Erik Steinholtz [00:09:03]: Just a quick word on fine tuning. That's something that many find very, actually very useful. So that this is an example of why we see that llama is so good to use and maybe the most fine chained model out there is. Yeah, here you see from 7 billion to 13 billion to 70 billion, how it performs over a certain test set. Now to the right, you can achieve, with fine tuning, you can achieve performance that is actually even better than what you would on this small data set with GPT four. Lo and behold. So we see that there are a lot of nuances, a lot of different ways to approach this new world. And this is something of, I wouldn't call it reference architecture, and it's actually from an investment firm called E 16 Z.
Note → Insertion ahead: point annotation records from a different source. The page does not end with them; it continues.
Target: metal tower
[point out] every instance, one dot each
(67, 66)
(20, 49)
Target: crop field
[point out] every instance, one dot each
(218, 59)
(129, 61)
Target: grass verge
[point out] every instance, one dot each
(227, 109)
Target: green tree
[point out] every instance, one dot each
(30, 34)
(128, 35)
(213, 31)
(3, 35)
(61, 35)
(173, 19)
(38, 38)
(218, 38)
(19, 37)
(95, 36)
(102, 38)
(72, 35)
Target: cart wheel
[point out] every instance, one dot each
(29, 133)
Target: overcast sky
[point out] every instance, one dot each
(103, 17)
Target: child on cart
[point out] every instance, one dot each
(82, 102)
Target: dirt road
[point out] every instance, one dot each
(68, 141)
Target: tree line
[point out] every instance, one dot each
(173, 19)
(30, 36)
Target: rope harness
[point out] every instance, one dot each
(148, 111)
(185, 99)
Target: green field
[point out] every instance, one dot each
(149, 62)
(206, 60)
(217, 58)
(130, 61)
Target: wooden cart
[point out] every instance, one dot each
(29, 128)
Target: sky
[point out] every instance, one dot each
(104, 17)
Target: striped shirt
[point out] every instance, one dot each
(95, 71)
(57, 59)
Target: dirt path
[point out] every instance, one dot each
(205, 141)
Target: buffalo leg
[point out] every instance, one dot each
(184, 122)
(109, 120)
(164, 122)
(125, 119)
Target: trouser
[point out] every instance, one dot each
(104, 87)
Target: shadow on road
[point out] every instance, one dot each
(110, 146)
Erik Steinholtz [00:10:16]: But what we did with that is we said, okay, how would we, if we were to apply this? We could work very well in this architecture. And there are some icons there that symbolize our various components.

Erik Steinholtz [00:10:33]: If you take the example of retrieval.

Erik Steinholtz [00:10:37]: Augmented generation rag, that's very popular today, you see that's on the top, you have the data pipelines, and you have the embedding model, very important. And then you have a vector database, and you can work with a variety of embedding models. You can work with a variety of vector databases. Not the same. It's not one size fits all, fits all. Then you have the orchestration layer. Nyshane is sort of the one that I personally know best. I don't know about you, which one you tend to use.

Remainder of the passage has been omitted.